Microfluidic electro-sonoporation: a multi-modal cell poration methodology through simultaneous application of electric field and ultrasonic wave

A microfluidic device that simultaneously applies the conditions required for microelectroporation and microsonoporation in a flow-through scheme toward high-efficiency and high-throughput molecular delivery into mammalian cells is presented. This multi-modal poration microdevice using simultaneous application of electric field and ultrasonic wave was realized by a three-dimensional (3D) microelectrode scheme where the electrodes function as both electroporation electrodes and cell flow channel so that acoustic wave can be applied perpendicular to the electric field simultaneously to cells flowing through the microfluidic channel. This 3D microelectrode configuration also allows a uniform electric field to be applied while making the device compatible with fluorescent microscopy.
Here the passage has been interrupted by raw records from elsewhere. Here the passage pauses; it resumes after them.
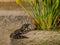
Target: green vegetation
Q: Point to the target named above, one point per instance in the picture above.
(44, 13)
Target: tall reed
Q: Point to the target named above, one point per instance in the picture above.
(44, 12)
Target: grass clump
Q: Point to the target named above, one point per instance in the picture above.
(45, 12)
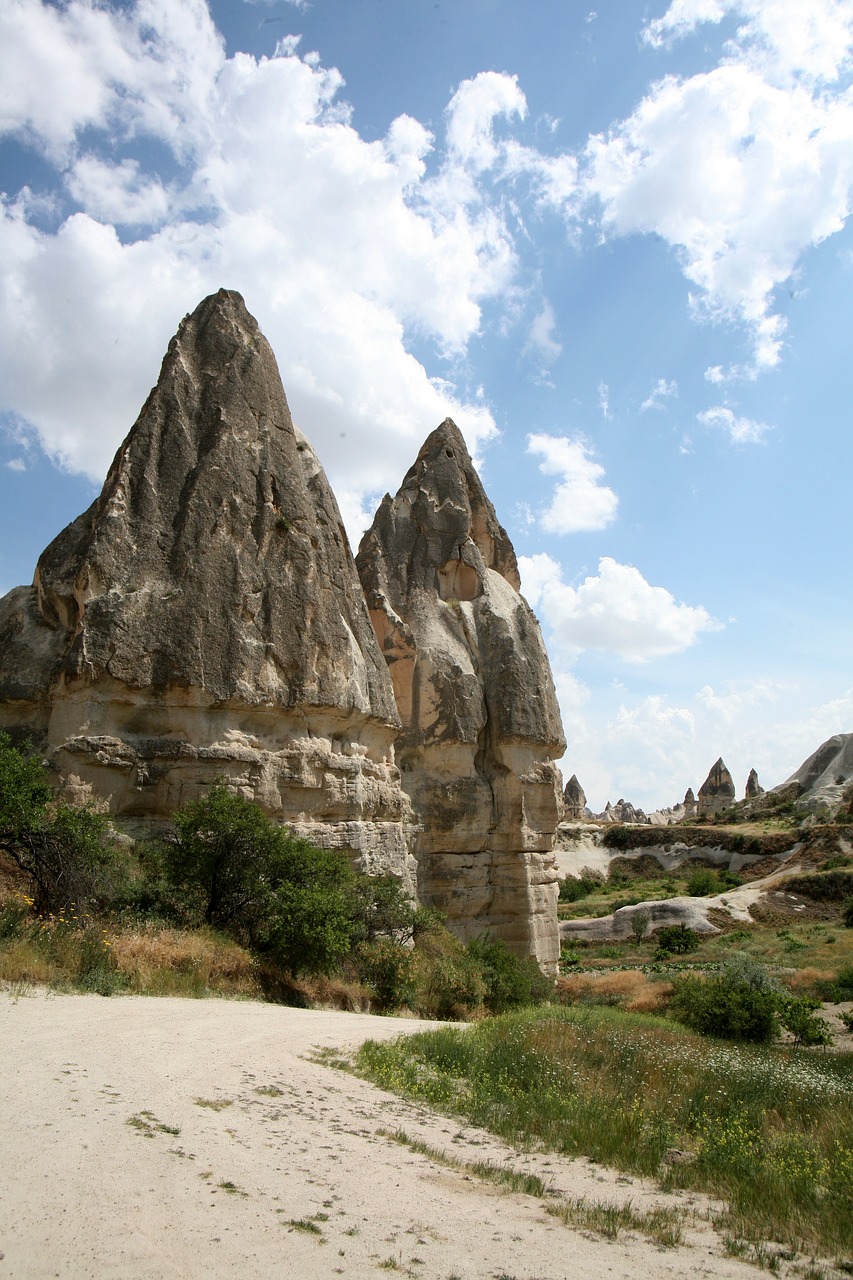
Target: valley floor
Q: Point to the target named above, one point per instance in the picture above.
(146, 1138)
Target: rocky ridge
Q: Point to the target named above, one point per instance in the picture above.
(480, 723)
(204, 618)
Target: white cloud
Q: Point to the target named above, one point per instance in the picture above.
(616, 612)
(580, 502)
(341, 247)
(784, 37)
(742, 430)
(742, 168)
(661, 392)
(542, 341)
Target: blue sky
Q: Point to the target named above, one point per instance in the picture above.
(612, 243)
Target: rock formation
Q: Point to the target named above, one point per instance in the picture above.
(480, 725)
(716, 792)
(204, 617)
(753, 787)
(825, 777)
(574, 801)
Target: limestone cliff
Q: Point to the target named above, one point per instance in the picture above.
(716, 792)
(480, 725)
(204, 617)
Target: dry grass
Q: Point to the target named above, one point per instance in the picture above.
(165, 961)
(629, 988)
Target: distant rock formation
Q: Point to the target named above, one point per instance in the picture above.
(480, 723)
(824, 778)
(204, 617)
(574, 801)
(716, 792)
(753, 786)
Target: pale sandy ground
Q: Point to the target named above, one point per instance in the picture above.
(86, 1193)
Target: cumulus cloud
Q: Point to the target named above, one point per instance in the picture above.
(616, 611)
(660, 392)
(342, 247)
(742, 168)
(580, 502)
(740, 430)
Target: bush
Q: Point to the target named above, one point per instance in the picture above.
(511, 982)
(387, 969)
(63, 850)
(571, 890)
(235, 869)
(676, 940)
(725, 1010)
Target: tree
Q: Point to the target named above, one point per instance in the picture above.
(279, 894)
(63, 849)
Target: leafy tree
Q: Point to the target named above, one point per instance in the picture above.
(510, 981)
(236, 869)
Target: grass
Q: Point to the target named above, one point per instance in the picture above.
(661, 1225)
(770, 1129)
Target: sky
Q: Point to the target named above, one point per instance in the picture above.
(611, 243)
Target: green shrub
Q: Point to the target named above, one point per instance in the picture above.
(511, 982)
(387, 969)
(62, 849)
(676, 940)
(277, 892)
(725, 1010)
(571, 888)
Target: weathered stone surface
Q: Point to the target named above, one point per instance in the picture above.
(824, 778)
(480, 723)
(716, 792)
(574, 801)
(204, 617)
(753, 786)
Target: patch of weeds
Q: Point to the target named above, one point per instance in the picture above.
(302, 1224)
(147, 1124)
(661, 1225)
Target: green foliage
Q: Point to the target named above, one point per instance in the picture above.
(387, 969)
(511, 982)
(236, 869)
(382, 910)
(725, 1010)
(571, 888)
(678, 940)
(833, 886)
(64, 850)
(797, 1015)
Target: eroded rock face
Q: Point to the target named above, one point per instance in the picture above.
(574, 801)
(204, 617)
(716, 792)
(480, 723)
(753, 786)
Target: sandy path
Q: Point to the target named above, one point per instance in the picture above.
(92, 1183)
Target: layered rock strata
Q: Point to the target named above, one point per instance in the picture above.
(480, 723)
(716, 792)
(204, 617)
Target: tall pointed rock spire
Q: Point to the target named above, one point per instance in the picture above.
(480, 723)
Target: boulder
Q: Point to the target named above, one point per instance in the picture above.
(204, 617)
(717, 791)
(480, 723)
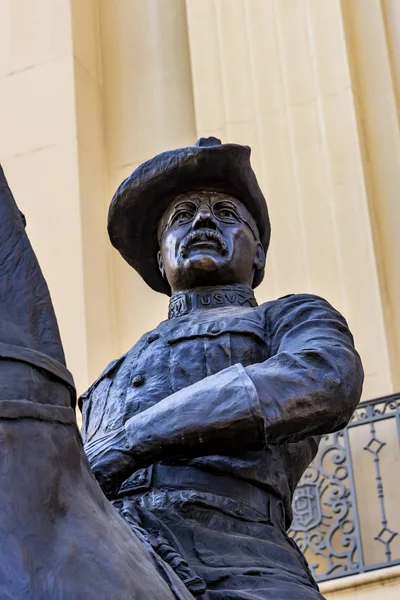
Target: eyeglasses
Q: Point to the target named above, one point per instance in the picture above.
(223, 211)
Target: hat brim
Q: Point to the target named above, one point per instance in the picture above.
(141, 200)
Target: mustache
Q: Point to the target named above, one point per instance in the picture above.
(201, 235)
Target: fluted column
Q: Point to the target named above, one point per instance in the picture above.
(275, 75)
(148, 108)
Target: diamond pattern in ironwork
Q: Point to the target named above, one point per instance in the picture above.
(386, 535)
(374, 446)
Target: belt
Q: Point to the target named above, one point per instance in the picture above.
(169, 478)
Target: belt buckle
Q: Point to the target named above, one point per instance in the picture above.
(139, 481)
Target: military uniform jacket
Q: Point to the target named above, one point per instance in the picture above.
(255, 386)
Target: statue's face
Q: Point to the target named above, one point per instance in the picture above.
(208, 239)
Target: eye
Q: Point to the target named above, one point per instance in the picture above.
(183, 215)
(225, 212)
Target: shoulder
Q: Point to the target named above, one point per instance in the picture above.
(299, 308)
(297, 300)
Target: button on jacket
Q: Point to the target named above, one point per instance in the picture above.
(268, 379)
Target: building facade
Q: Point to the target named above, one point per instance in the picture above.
(89, 89)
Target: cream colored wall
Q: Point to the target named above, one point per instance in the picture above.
(91, 88)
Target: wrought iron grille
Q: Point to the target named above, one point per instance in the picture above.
(347, 505)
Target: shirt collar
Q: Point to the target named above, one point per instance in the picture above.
(183, 303)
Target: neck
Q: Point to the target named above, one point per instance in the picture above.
(202, 298)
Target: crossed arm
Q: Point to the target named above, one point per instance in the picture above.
(310, 386)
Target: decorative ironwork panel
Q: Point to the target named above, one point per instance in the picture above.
(340, 509)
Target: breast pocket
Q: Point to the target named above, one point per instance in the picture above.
(93, 403)
(203, 349)
(93, 409)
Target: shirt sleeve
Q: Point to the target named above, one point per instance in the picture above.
(312, 383)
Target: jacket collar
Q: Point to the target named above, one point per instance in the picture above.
(183, 303)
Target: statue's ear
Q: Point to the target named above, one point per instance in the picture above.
(259, 257)
(160, 263)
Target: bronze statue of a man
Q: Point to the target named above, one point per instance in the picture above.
(200, 433)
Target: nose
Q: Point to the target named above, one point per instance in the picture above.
(204, 218)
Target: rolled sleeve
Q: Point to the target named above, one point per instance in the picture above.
(312, 383)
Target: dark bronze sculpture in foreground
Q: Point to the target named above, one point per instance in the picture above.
(201, 432)
(198, 435)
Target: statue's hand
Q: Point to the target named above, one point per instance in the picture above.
(111, 460)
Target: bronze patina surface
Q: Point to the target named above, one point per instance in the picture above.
(200, 433)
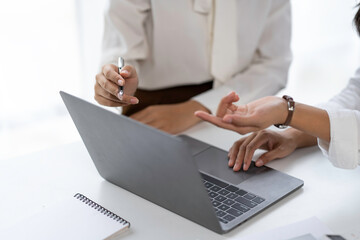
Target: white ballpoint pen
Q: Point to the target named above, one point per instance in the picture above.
(121, 64)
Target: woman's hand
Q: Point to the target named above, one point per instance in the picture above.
(108, 82)
(277, 144)
(251, 117)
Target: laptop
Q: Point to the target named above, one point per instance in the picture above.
(179, 173)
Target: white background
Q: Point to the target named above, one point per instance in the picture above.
(48, 45)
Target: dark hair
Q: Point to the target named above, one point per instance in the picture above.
(357, 19)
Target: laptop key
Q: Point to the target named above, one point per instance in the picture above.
(258, 200)
(214, 181)
(249, 196)
(213, 194)
(215, 188)
(220, 198)
(232, 188)
(241, 192)
(223, 192)
(223, 207)
(229, 202)
(222, 220)
(229, 217)
(232, 195)
(208, 185)
(234, 212)
(246, 202)
(216, 203)
(220, 213)
(240, 207)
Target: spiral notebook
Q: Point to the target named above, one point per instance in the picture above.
(76, 218)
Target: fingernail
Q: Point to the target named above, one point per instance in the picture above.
(236, 167)
(227, 119)
(134, 101)
(259, 163)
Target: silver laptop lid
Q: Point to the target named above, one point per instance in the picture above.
(149, 163)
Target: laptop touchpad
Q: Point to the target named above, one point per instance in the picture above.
(214, 162)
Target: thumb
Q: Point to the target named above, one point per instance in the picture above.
(267, 157)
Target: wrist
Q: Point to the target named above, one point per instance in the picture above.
(299, 138)
(287, 110)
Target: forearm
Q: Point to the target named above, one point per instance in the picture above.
(300, 138)
(312, 121)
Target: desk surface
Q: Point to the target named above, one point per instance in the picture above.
(31, 183)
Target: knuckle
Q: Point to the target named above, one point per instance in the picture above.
(249, 147)
(241, 148)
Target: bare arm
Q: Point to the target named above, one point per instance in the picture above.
(264, 112)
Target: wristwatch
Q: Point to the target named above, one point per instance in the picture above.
(291, 108)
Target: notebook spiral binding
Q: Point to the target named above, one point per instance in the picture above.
(101, 209)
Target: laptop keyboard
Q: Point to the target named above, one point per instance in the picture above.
(229, 201)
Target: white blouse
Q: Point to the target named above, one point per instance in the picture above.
(243, 45)
(344, 113)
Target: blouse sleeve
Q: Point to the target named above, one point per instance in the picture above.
(125, 31)
(344, 114)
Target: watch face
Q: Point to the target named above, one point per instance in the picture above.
(281, 126)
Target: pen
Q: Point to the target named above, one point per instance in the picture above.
(120, 66)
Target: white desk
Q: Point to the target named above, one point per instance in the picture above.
(30, 183)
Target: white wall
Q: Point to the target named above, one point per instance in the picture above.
(50, 45)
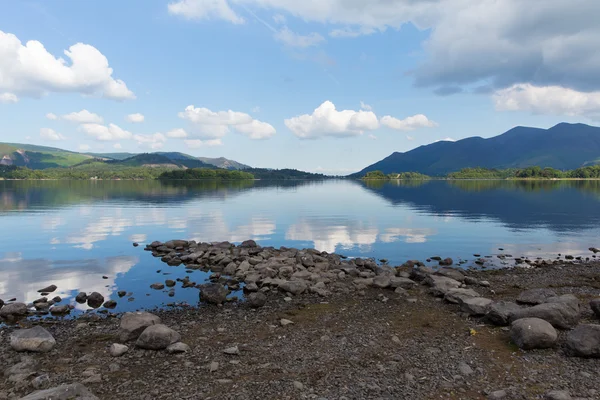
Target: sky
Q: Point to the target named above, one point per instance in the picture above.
(325, 86)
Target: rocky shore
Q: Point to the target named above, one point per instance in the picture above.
(314, 325)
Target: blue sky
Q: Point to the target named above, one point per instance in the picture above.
(328, 85)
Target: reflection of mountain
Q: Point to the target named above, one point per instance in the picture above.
(558, 205)
(28, 195)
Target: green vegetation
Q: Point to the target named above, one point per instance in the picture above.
(404, 176)
(205, 173)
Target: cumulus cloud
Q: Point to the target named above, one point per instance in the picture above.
(207, 124)
(8, 98)
(135, 118)
(82, 117)
(30, 70)
(105, 133)
(327, 121)
(553, 100)
(408, 124)
(51, 134)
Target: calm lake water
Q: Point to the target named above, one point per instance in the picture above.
(71, 234)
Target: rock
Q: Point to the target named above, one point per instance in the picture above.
(13, 310)
(232, 351)
(535, 296)
(294, 287)
(134, 323)
(558, 395)
(95, 300)
(584, 341)
(457, 296)
(177, 348)
(81, 297)
(475, 305)
(533, 333)
(257, 300)
(157, 337)
(36, 339)
(117, 350)
(48, 289)
(560, 315)
(63, 392)
(213, 293)
(595, 306)
(501, 312)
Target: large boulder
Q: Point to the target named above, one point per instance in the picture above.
(584, 341)
(213, 293)
(157, 337)
(13, 310)
(64, 392)
(535, 296)
(134, 323)
(560, 315)
(501, 312)
(35, 339)
(533, 333)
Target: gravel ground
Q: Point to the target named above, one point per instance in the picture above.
(370, 345)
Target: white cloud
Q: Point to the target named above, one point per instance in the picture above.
(177, 133)
(8, 97)
(197, 143)
(135, 118)
(105, 133)
(327, 121)
(51, 134)
(152, 142)
(30, 70)
(204, 9)
(207, 124)
(83, 117)
(553, 100)
(292, 39)
(408, 124)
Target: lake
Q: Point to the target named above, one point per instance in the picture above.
(78, 235)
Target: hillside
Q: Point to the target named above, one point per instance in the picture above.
(564, 146)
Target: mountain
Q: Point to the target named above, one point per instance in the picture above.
(564, 146)
(41, 157)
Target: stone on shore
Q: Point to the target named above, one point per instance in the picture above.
(134, 323)
(36, 339)
(63, 392)
(157, 337)
(533, 333)
(584, 341)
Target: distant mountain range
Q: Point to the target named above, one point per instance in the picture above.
(41, 157)
(564, 146)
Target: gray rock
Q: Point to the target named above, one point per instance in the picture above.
(117, 350)
(535, 296)
(501, 312)
(157, 337)
(584, 341)
(64, 392)
(177, 348)
(257, 300)
(476, 305)
(294, 287)
(95, 300)
(560, 315)
(36, 339)
(134, 323)
(533, 333)
(13, 310)
(558, 395)
(213, 293)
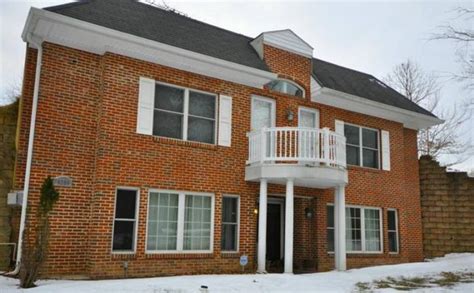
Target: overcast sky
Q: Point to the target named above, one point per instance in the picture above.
(372, 36)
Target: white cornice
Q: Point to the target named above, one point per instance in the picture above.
(337, 99)
(70, 32)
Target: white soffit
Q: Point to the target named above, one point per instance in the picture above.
(352, 103)
(285, 40)
(59, 29)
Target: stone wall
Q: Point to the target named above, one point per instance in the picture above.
(447, 200)
(8, 120)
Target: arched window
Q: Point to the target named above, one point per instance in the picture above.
(287, 87)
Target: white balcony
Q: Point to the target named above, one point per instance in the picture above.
(312, 157)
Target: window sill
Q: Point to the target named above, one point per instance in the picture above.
(180, 142)
(179, 255)
(364, 169)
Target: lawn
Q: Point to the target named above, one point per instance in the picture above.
(452, 273)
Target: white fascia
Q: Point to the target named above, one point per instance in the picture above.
(337, 99)
(70, 32)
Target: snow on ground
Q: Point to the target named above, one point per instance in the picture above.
(317, 282)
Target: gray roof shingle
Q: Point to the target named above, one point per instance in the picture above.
(361, 84)
(171, 28)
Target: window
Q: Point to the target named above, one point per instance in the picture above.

It is hypothesized that the simultaneous application of two different fields (electric field and acoustic wave) in perpendicular directions allows formation of transient pores along two axes of the cell membrane at reduced poration intensities, hence maximizing the delivery efficiency while minimizing cell death. The microfluidic electro-sonoporation system was characterized by delivering small molecules into mammalian cells, and showed average poration efficiency of 95.6% and cell viability of 97.3%. This proof of concept result shows that by combining electroporation and sonoporation together, significant improvement in molecule delivery efficiency could be achieved while maintaining high cell viability compared to electroporation or sonoporation alone. The microfluidic electro-sonoporation device presented here is, to the best of our knowledge, the first multi-modal cell poration device using simultaneous application of electric field and ultrasonic wave. This new multi-modal cell poration strategy and system is expected to have broad applications in delivery of small molecule therapeutics and ultimately in large molecule delivery such as gene transfection applications where high delivery efficiency and high viability are crucial.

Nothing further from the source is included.